You may have a grand, beautiful vision in your mind right now. This can be a curse for us creative types. We want to achieve big things. And, big things are awesome, but sometimes dreaming only of large-scale outcomes can lead us straight into a creative freeze.
I invite you to blur the focus a bit. Allow your vision to be sparkly but also fuzzy and slightly unclear. Allow yourself room to shift and grow as you do more. Allow it to be small and allow it to be “-ish.”
Sketch for ten minutes-ish.
Over the next month, do ten pages-ish.
On an index card, try something college-ish.
Give yourself permission to learn as you go, to embrace each entry as an experiment or expression rather than a product. No aspirations of perfection allowed.
Allow many small entries to lead to the “big” accomplishment - a new skill learned, a journal filled, a newly established feeling of calm resulting from your evening mark-making routine.

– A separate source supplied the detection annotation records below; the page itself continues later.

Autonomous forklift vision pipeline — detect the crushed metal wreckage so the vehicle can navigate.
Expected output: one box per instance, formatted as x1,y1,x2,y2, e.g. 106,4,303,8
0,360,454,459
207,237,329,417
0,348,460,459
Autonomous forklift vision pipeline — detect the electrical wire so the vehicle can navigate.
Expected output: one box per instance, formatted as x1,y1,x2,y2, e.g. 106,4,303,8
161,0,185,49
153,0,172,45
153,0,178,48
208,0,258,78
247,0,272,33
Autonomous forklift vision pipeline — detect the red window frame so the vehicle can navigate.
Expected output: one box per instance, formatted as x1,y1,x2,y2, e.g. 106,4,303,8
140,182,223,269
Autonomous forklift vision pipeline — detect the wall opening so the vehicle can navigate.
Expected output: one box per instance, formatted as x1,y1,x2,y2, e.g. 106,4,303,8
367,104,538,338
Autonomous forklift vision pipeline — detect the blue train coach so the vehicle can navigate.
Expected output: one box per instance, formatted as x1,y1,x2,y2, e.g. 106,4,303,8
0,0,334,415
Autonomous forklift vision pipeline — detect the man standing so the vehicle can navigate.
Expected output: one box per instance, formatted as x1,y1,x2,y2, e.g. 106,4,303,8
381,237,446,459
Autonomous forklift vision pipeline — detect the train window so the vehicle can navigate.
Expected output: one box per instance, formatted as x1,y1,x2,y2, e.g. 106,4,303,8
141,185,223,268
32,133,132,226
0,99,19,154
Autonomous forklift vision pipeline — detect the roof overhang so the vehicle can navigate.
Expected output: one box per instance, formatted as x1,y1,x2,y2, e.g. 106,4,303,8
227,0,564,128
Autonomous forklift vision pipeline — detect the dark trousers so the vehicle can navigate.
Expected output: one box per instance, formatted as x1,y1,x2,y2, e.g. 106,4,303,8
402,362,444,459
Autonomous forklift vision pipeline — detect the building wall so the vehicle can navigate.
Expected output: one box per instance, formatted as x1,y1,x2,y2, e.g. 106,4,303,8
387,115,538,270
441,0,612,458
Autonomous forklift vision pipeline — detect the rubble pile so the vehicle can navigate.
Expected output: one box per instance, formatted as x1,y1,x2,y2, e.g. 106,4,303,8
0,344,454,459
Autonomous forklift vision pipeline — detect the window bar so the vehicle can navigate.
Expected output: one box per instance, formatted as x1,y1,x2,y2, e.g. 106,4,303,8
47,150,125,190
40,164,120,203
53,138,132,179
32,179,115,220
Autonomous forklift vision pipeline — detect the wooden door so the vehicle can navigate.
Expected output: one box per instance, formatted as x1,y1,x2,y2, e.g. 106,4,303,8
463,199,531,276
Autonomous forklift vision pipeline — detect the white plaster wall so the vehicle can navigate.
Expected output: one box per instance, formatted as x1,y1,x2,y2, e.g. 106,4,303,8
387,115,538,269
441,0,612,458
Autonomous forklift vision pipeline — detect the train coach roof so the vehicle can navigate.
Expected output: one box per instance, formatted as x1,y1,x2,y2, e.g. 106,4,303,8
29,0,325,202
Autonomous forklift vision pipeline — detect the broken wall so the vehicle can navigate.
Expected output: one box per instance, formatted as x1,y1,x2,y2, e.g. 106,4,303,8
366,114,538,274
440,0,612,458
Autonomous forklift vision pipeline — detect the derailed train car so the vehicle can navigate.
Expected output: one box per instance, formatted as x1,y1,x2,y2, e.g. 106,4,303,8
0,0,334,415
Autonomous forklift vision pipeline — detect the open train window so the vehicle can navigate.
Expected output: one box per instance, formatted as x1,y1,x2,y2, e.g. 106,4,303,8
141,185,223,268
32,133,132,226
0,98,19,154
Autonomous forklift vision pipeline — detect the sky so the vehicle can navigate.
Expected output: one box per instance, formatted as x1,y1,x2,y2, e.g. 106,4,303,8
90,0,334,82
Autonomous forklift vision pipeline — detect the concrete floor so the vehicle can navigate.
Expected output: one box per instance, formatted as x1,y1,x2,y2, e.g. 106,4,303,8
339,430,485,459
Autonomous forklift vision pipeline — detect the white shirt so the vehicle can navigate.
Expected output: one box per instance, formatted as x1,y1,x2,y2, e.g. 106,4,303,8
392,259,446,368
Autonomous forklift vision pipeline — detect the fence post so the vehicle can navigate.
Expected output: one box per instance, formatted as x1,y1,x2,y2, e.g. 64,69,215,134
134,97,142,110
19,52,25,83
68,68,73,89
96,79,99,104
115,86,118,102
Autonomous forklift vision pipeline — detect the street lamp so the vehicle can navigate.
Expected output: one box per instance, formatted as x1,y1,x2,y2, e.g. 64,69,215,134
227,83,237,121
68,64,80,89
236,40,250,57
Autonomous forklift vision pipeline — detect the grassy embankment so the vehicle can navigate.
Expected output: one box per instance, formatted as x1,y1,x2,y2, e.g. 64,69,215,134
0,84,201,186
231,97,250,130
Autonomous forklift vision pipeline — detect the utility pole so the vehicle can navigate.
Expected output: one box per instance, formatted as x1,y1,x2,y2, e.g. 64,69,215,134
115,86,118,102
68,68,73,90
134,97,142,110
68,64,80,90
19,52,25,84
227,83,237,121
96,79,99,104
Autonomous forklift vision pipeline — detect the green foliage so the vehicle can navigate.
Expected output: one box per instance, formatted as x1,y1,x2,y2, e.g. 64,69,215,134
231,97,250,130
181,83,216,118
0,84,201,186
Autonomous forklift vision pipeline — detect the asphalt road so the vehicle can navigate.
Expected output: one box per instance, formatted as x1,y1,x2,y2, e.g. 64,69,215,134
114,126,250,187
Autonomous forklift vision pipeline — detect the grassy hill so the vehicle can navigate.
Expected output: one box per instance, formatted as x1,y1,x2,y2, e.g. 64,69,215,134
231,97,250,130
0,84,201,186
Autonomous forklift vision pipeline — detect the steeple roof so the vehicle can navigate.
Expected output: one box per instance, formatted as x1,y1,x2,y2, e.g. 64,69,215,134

Allow yourself to shift your goal from producing something “worthy” to enjoying the act of engaging regularly with art that nourishes your whole self. Not everything has to be finished, perfect, share-worthy, or pretty, etc. It can just be. It can exist just because it felt good to make it.
Creating something small regularly can feel more significant, life-giving, and monumental than the big thing every so often or not at all. If “big” is not in the cards right now, then embrace that parameter. Let your art be small and consistent. You’ll feel so much better.
What’s Your Formula?
Put it together, and what have you got? (Bibitybobityboo!)
What’s your point?
What can you handle?
What do you need?
What do you expect?
Ex: “I want to try collage. I have about 15 minutes each afternoon. I need to feel the calm of being in flow. I expect to have a small collection of collaged index cards at the end of the month. Maybe five total.”
(By the way, I know index cards aren’t technically a journal, as in: they aren’t bound together like a book. But for me, I consider any art you make regularly, for the sake of growth and reflection, and observable in chronological order - whether by flipping pages or by laying everything out to see at once - a journal.)
Your Invitation Today:
Reflect on what would be most meaningful in your life right now. What would feel most nourishing to you?
Start imagining your new journaling routine from there, then share your ideas and questions in the comments. I can’t wait to hear what you’re dreaming up!